Posts Tagged ‘dairy free’
Thursday, April 29th, 2010
I admit it.
Although I may appear normal on the surface, I’m no stranger to odd behavior (or so I’m told). Every time I sit down to write a blog post, I struggle with controlling my internal evil twin. The one who wants to launch into a long-winded political diatribe or write a geeky poem about genetic expression or transcription pathways. Maybe link to a current climb of Mount Everest, write a book review, or evangelize about the healing power of yoga.
Anything but food.
Writing recipes is not easy for me. I don’t follow recipes, how can I write one? When I cook I just throw stuff together, taste, adjust, add more stuff, taste and on it goes until I have something I like. Or something my guy Fairbanks will eat.
This soup was absolutely delicious. Explaining in a coherent manner how I came up with it won’t be easy, but I’m going to give it a try. It was that good.
kitchen sink soup – you could also call this clean out the fridge soup
what you need (whatever you have)
4 shitake mushrooms, washed well and chopped
1/2 onion, diced
4 cloves garlic, minced
3 stalks celery (and leaves), chopped
2 carrots, chopped
1 zucchini, chopped
1 sweet potato, peeled and chopped
1 cup shredded cabbage
6 cherry tomatoes, chopped
8 cups broth (I used a combination of chicken and vegetable broth)
1 cup cooked rice (I used a mix of brown and wild rice)
sea salt and fresh ground pepper
herbs: bay leaf, thyme, rosemary, oregano
* chopped means in small 1/2 to 3/4 inch cubes (something like that)
what you do
1. In a large soup pot over low/medium heat, sauté mushrooms in a small amount of olive oil until fragrant.
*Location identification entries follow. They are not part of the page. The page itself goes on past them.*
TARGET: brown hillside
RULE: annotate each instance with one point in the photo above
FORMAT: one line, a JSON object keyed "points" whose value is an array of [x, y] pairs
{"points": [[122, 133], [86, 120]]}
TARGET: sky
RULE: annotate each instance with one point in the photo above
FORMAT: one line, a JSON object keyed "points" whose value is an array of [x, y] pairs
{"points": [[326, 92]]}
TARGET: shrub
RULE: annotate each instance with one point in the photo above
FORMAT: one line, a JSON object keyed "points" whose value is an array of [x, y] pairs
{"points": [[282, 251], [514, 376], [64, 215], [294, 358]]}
Remove mushrooms and place in a blender. Set aside until later.
2. In the same pot (add 1 or 2 more tablespoons of olive oil if you need to), sauté onions, garlic, celery, carrots and zucchini for about 5 to 7 minutes, stirring frequently to combine flavors.
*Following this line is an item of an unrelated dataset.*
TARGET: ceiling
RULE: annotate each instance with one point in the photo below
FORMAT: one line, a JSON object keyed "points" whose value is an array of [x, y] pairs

3. While veggies are sautéing, add 2 to 4 cups of broth to the mushrooms in the blender. Purée well.
4. Pour mushroom/broth purée over veggies and add the rest of the broth to the pot. Add sweet potato, cabbage, tomatoes and rice. Stir, turn heat to low and simmer for at least 2 hours. Season and taste as you go.
This is better the second day and even better the third. You may have to add a little water to it over the next day or so. Adjust according to whatever you have in your fridge. It’s kitchen sink soup, it really doesn’t matter.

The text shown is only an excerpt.